La noticia dada a conocer a través de una carta al director por dos académicos de la Universidad de Chile en que se develó que una académica de la Universidad de Tarapacá habría recibido más de treinta millones de pesos mensuales por publicaciones científicas encendió una alarma que va mucho más allá de un caso aislado.
Lo que subyace a esta denuncia de cuestionables prácticas es una distorsión que, poco a poco, ha ido infiltrándose en la educación superior chilena —y también fuera de nuestras fronteras—: la idea de que la ciencia puede medirse como si fuese una línea de montaje.
Desde hace años, quienes nos dedicamos a la investigación vivimos bajo la consigna de “publicar o perecer”, un lema que, de tanto repetirse, terminó vaciándose de contenido. Las métricas —el número de artículos publicados, las citas obtenidas, el índice de impacto— pasaron a ocupar el lugar que antes tenía la curiosidad o la búsqueda genuina del conocimiento. En su avance, desplazaron algo menos visible pero esencial: la ética, la vocación, el propósito.
En un país que invierte menos del 0,4 % del PIB en investigación y desarrollo, la presión por mostrar resultados ha llevado a muchas instituciones a implementar mecanismos de incentivo que valoran la rapidez antes que la profundidad. Pero el problema no es el incentivo en sí. Los reconocimientos bien concebidos pueden fortalecer la cultura científica si están orientados a premiar la calidad, la colaboración y la relevancia social del conocimiento.

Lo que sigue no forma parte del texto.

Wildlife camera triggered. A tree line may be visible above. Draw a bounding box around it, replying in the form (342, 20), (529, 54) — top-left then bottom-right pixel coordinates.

El riesgo de este paradigma aparece cuando el sistema se centra en la cantidad, reduciendo el sentido del trabajo académico a una acumulación de puntos en lugar de un compromiso con el saber y la búsqueda de la verdad.
Lo que nació como una estrategia para dinamizar la productividad terminó, en algunos casos, alimentando un ecosistema donde lo urgente reemplaza a lo importante, y donde la colaboración retrocede ante la competencia.
No se trata de culpar a quienes investigan. La mayoría lo hace con rigor y convicción, muchas veces en condiciones adversas. El problema no reside en las personas, sino en un modelo que confunde excelencia con volumen y prestigio con visibilidad. En esa lógica, los incentivos pierden su capacidad transformadora y se vuelven una meta en sí mismos.
Hace más de ocho décadas, el sociólogo Robert Merton advertía que la ciencia se sostiene en valores como la universalidad, el desinterés y el escepticismo organizado. Cuando esos principios son reemplazados por la lógica del mercado, la investigación pierde su brújula moral y su sentido más profundo.
Revertir esa tendencia exige revisar las políticas de financiamiento, los sistemas de incentivos y, sobre todo, volver a preguntarnos por qué investigamos. ¿Queremos sumar puntos en un ranking o comprender mejor el mundo que habitamos?
La ciencia no necesita más métricas, sino más propósito. No necesita más competencia, sino más confianza. Tal vez, antes de diseñar nuevos estímulos, deberíamos recuperar algo que nunca debimos dejar escapar: la convicción de que el conocimiento es, en esencia, un bien público.